Bee shed inspections

A brief update on how things have been progressing in the bee shed. This is my first full season keeping colonies full-time within a shed or building though I’ve successfully overwintered mini-nucs in an unheated greenhouse in the past.

Under construction ...

Under construction …

When installed at the end of last season there was almost no need to open the hives, so it’s only this Spring that the pros and cons of the bee shed have begun to be properly understood.

The colonies are completely enclosed with simple tunnels leading to exits on the East/South East face of the shed. All the colonies are housed in standard National cedar boxes or poly nucs. Other than clear perspex insulated crownboards, there is no additional insulation and the shed is not heated. The shed is situated in open parkland with woodland and arable land nearby containing good forage and there is a permanent water supply nearby.

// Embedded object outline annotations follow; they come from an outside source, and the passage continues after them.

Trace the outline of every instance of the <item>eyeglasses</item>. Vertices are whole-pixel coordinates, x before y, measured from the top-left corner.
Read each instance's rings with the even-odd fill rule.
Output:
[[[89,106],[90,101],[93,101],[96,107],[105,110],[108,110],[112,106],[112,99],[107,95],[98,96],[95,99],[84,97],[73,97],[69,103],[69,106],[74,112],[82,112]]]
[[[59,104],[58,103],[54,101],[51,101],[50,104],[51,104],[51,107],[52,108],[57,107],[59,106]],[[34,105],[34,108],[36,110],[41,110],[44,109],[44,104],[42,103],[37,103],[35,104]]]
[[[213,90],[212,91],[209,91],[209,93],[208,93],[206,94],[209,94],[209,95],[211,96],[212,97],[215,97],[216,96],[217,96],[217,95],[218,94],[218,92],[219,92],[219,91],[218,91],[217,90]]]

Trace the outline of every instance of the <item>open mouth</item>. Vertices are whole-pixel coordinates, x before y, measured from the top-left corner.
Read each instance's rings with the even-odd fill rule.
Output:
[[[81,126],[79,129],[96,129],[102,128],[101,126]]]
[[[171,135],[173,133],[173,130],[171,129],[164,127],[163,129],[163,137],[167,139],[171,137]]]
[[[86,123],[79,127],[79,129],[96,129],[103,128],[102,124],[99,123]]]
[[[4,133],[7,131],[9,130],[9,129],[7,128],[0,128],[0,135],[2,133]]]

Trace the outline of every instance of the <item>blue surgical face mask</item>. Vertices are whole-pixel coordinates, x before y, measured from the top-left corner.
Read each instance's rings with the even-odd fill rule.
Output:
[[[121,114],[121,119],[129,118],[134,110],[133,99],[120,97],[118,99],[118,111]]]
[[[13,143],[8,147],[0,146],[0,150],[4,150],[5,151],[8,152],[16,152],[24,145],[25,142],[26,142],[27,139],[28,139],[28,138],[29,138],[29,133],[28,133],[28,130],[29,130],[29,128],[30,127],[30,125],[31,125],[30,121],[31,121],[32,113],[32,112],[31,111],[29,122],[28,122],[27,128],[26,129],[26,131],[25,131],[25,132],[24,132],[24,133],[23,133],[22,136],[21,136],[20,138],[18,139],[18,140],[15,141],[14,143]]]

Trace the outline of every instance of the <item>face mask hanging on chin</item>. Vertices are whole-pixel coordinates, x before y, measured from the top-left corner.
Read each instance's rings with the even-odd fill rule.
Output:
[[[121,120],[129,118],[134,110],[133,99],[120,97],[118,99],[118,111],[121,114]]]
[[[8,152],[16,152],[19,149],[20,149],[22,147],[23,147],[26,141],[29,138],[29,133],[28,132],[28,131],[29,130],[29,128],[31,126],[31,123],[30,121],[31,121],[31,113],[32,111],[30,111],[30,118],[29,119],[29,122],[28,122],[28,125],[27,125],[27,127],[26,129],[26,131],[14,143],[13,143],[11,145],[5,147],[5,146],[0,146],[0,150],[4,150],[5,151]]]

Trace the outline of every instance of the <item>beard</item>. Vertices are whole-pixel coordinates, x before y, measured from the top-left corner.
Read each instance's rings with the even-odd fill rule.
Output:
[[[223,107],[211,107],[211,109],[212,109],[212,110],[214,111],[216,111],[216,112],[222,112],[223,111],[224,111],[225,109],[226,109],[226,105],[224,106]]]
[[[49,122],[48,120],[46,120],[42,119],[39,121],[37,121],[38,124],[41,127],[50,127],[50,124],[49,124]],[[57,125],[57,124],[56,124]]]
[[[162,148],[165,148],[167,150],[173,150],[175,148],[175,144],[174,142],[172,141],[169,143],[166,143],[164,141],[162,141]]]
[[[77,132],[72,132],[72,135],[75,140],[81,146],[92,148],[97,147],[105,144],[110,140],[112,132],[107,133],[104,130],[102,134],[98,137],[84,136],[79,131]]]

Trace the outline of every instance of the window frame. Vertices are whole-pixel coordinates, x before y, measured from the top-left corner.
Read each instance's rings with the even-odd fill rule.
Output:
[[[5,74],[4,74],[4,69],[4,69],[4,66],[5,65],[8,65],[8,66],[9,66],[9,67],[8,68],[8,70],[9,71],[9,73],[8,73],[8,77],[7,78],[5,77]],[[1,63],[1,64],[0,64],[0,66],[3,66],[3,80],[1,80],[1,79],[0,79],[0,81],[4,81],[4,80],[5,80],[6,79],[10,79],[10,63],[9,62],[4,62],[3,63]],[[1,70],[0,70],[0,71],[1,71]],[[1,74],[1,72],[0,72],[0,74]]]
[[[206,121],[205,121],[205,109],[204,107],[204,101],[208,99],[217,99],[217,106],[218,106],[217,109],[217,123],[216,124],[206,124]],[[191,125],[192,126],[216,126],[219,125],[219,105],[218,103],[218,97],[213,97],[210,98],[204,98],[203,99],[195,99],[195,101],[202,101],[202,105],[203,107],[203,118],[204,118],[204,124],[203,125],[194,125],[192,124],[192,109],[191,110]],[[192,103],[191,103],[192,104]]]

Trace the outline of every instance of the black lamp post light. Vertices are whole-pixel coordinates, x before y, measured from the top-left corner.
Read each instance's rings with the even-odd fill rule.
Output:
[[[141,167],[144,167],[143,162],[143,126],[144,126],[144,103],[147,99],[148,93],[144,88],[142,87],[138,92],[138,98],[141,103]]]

Colony development and Varroa loads

Colonies went through the winter in single National brood boxes, fed with fondant and treated with oxalic acid by vaporisation in September (before moving them to the shed) and in midwinter. The first inspection was conducted in late March. Colonies were building up well and were significantly stronger than colonies headed by sister queens in the same apiary or in my other apiary. Between late February and early May colonies dropped only 3-4 mites in total, with Varroa boards located within pull-out trays in the hive floor. I’m sure I missed a few mites, but doubt it was very many. We’ve recently uncapped a full frame of drone brood – each cell uncapped individually – and found no Varroa present. Mite levels are therefore reassuringly low – for reasons to be discussed in a future post – with no signs of DWV-related disease.

Varroa tray ...

Varroa tray …

Since mid-April colony development has been very good and they are now on double National brood boxes with 2-3 supers. A fourth super went onto one colony on the 25th of May and the stack now nearly reaches the shed roof. A four frame nuc has been split off one colony already to cool it down a little. Quite a bit of developing brood has also been harvested at weekly intervals for our research, usually by simply cutting a big slab out of the middle of a frame. This has probably also held the colonies back a bit and it’s only now I’m starting to plan for swarm prevention/control.

Inspections

Inspections have been easier than expected. These colonies are headed by queens with reasonable genetics (Heinz queens – local mongrels of 57 varieties, reared by me in 2015). The bees are steady on the comb and tend not to fly up at you when the crownboard is lifted. They’re nothing particularly special, but would be considered reasonably placid and non-aggressive.

The colony is gently smoked from outside the shed (through the entrance tunnel) and a small amount is wafted under the crownboard or between the QE and the bottom super. After allowing them to settle the supers and crownboard are removed and placed outside on an overturned roof. The queen excluder and adherent bees are also left standing outside (unless it’s cold when the bees are shaken off into the open hive).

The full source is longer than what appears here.